University of California San Diego, Division of Biology, La Jolla, California, USA.
Nat Immunol. 2010 Mar;11(3):240-9. doi: 10.1038/ni.1845. Epub 2010 Feb 14.
E proteins are basic helix-loop-helix transcription factors that regulate many key aspects of lymphocyte development. Thymocytes express multiple E proteins that are thought to provide cooperative and compensatory functions crucial for T cell differentiation. Contrary to that, we report here that the E protein HEB was uniquely required at the CD4(+)CD8(+) double-positive (DP) stage of T cell development. Thymocytes lacking HEB showed impaired survival, failed to make rearrangements of variable-alpha (V(alpha)) segments to distal joining-alpha (J(alpha)) segments in the gene encoding the T cell antigen receptor alpha-chain (Tcra) and had a profound, intrinsic block in the development of invariant natural killer T cells (iNKT cells) at their earliest progenitor stage. Thus, our results show that HEB is a specific and essential factor in T cell development and in the generation of the iNKT cell lineage, defining a unique role for HEB in the regulation of lymphocyte maturation.

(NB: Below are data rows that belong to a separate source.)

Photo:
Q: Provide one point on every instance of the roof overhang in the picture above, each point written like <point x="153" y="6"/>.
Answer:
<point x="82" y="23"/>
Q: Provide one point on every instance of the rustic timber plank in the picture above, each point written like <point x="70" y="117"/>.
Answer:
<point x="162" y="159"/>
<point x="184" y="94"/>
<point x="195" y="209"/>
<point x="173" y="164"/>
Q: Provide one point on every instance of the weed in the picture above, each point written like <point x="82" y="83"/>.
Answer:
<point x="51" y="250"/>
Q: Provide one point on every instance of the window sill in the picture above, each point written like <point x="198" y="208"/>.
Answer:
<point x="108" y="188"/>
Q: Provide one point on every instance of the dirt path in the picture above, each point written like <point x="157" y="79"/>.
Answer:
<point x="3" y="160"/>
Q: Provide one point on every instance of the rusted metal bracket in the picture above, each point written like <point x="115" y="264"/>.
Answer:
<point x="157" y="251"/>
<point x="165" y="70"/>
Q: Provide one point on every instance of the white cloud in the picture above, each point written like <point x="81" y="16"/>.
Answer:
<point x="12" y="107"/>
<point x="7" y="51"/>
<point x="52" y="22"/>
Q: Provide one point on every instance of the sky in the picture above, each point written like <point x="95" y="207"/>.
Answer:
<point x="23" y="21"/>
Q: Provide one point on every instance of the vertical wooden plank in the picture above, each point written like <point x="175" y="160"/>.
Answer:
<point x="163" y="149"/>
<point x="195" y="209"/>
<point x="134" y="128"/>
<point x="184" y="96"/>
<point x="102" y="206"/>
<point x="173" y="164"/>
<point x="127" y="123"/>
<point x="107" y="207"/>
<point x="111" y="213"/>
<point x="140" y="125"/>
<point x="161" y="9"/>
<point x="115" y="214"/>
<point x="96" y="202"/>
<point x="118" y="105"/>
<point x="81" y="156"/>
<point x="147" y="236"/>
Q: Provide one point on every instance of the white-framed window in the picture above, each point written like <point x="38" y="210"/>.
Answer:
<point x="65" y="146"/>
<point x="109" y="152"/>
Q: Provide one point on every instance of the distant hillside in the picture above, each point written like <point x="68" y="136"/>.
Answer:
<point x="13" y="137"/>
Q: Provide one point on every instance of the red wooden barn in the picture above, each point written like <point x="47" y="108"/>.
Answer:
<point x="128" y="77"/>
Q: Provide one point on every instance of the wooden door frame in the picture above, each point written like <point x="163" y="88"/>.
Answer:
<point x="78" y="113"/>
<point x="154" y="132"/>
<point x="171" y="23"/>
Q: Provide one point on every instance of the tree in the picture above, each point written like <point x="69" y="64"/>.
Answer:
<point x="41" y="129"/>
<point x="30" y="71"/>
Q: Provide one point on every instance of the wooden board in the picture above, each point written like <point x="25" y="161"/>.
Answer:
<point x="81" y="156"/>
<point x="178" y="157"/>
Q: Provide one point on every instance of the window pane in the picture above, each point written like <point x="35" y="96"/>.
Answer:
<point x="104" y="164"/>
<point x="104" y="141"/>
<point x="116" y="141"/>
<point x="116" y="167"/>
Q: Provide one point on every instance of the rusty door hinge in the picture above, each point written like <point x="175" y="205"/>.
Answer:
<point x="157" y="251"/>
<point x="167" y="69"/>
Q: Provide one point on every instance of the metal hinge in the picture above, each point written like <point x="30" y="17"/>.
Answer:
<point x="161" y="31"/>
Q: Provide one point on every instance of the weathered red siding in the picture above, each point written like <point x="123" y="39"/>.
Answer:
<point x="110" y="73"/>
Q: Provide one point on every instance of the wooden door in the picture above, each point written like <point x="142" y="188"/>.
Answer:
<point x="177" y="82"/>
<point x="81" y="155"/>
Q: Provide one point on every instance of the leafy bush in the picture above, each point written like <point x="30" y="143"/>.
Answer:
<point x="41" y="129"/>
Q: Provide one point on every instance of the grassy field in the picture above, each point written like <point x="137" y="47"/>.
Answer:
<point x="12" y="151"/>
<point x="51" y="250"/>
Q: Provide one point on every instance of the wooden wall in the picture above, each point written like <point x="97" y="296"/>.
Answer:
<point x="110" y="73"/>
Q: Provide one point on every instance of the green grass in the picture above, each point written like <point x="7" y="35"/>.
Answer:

E 蛋白是碱性螺旋-环-螺旋转录因子,调节淋巴细胞发育的许多关键方面。胸腺细胞表达多种 E 蛋白,这些蛋白被认为提供了对于 T 细胞分化至关重要的协同和补偿功能。与这一观点相反,我们在此报告,E 蛋白 HEB 在 T 细胞发育的 CD4(+)CD8(+)双阳性 (DP) 阶段是唯一需要的。缺乏 HEB 的胸腺细胞表现出存活受损、无法对编码 T 细胞抗原受体 α 链 (Tcra) 的基因中的可变-α (V(alpha)) 片段进行远侧连接-α (J(alpha)) 片段的重排,并且在其最早的祖细胞阶段固有地严重阻断了不变自然杀伤 T 细胞 (iNKT 细胞) 的发育。因此,我们的结果表明,HEB 是 T 细胞发育和 iNKT 细胞谱系产生中的特定和必需因子,定义了 HEB 在调节淋巴细胞成熟中的独特作用。